A look at the new batting powerplay and the benefits it gives to the cricket world.
The Twenty20 format of “rock n roll” cricket has revolutionized the game. Entertainment. Entertainment. Entertainment. We want to be sitting on the edge of our seats, biting away at our non existent finger nails and then -BANG! fireworks. We’ve come to expect every pulsating encounter the new game can throw at us. This has to be a good thing. Concurrently however, Twenty20, with the advent of the IPL, has seen astronomical- almost silly- amounts of money flow into the game. see below . . .
Previously it was down to the 50 over form of the game to provide the entertainment factor for those too impatient for the longer grind of test cricket. Whilst many thought twenty20 would cause a slump in Test Cricket it appears that Test Cricket is still very much in sync with the traditional cricket fan’s heartbeat. After all, Tests are a true test of a side’s steel and resolve.

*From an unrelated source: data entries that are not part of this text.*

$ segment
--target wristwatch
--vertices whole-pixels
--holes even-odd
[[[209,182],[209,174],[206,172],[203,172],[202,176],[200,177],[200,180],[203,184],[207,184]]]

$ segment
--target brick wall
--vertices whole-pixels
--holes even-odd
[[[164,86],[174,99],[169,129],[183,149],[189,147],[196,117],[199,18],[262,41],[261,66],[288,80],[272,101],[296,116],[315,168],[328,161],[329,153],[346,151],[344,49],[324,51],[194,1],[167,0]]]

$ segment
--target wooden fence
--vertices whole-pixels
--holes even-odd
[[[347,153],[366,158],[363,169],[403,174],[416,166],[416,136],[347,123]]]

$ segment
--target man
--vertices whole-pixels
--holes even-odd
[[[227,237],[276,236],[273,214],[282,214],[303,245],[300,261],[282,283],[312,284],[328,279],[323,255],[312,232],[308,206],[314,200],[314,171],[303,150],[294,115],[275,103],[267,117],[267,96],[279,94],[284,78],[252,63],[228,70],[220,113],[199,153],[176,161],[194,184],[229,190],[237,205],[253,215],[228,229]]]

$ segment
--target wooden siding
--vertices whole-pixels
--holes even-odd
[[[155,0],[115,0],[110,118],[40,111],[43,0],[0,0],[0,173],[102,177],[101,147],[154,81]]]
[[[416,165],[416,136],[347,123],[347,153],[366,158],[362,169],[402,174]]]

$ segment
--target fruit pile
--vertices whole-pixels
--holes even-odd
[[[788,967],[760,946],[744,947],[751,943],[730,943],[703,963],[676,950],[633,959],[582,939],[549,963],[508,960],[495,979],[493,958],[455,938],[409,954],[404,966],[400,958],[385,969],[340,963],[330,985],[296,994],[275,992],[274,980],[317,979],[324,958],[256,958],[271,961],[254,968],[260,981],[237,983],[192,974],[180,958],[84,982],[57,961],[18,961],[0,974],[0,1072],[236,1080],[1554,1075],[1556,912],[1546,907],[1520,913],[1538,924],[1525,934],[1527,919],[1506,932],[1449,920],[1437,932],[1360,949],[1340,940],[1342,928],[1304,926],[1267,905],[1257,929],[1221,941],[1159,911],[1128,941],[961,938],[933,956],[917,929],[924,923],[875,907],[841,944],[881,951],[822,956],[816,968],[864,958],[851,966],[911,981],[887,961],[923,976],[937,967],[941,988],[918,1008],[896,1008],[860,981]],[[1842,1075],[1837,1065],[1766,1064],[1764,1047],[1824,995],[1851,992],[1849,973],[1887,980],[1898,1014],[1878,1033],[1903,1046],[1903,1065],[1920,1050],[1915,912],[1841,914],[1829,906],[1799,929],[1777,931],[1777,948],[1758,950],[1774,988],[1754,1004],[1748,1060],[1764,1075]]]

It is no surprise that the rise of Twenty20 cricket has coincided with the perceived demise of One Day Internationals. Some may argue Twenty20s give you everything that ODIs do and more. More boundaries, more fireworks and less fuss over a much shorter time period. Maybe we can kiss those stale, languid middle overs of one day cricket goodbye once and for all.
The ICC recognises some of the shortcomings of one day cricket, especially since the rise of Twenty20, and tries to keep the game interesting by having powerplays. Prior to 2005, the only fielding restriction was that only 2 fielders were allowed outside the 30 yard circle for the first 15 overs. In 2005 the bowling powerplay was introduced. The first 10 overs were subject to a limit of 2 men outside the circle similar to before. Then there are two blocks of 5 overs chosen at the bowling captain’s discression in which there are only 2 men (later 3 in 2008) allowed out in the deep.
This rule very much favoured the batting side. But at the same time the fact the bowling captain got to decide when the powerplays were taken meant that he could easily conduct damage limitation if his bowlers were on target. Say the batting side were struggling and could not beat the infield for the opening 10 overs he would simply bowl the two five over spells right off the back meaning the rest of the innings there would be no fielding restrictions. Whilst this helped the batting side it certainly did not put an end to those mind numbing middle 20-40 overs.
In October 2008 the ICC found and introduced an innovation that looks set to rejuvenate the 50 over game and put it in its rightful place punching in the same weight category as the big hitting Twenty20 format. Cricket has always been a batsman’s game and the batting powerplay looks set to swing the balance even further in the batsman’s direction to critical acclaim. Just like the bowling powerplay only 2 men are allowed outside the circle for the first 10 overs. However only one five over powerplay is now chosen by the bowling side with the other being decided by the batting team at their own desire.
Batsmen having a few tricks up their sleeves means that the dull middle overs in 50 over cricket might just be a thing of the past. Sides can use the powerplays in new and exciting ways. In the current ODI series in Australia South Africa have favoured saving the powerplay to the end and then with wickets in hand starting their attack.
What do the players think of the new powerplay?
Players’ Insights on New Batting Powerplay
“When I have the bat in my hand I think it’s the greatest rule in the game. When I have the ball in my hand I think it’s the worst rule in the game.” Jacques Kallis told the 9 Network.
“We try to keep wickets in hand and then give them the license in the later overs.” Johan Botha revealing the current SA tactics in the current ODI series in Australia.
“I love the new powerplay, it makes it easier for us bowlers”. Nathan Bracken ironically tells the 9 Network.
50 over cricket with the ICC finding the an innovation as exciting as they have looks set to mean it faces a bright future. If you think about it the 50 over format has facets that mean it offers so much that Twenty20 doesn’t. Not everybody is such a huge fan of Twenty20. Twenty20 really comes down to luck. If a batsman comes off then great, the game is won. But it can be argued that the skill of batsman and bowlers is largely secondary to the manufactured excitement of seeing a ball going into or over the fence. In 50 overs the skill of the players cannot just be a flash in the pan and the outcome rests so heavily on prolonged high level performance and strategy of the teams.
After an embarrasing slip-up last week the ICC are getting some things right. Top work for the great batting powerplay innovation! The 50 over format should remain as exciting and important as it always has been.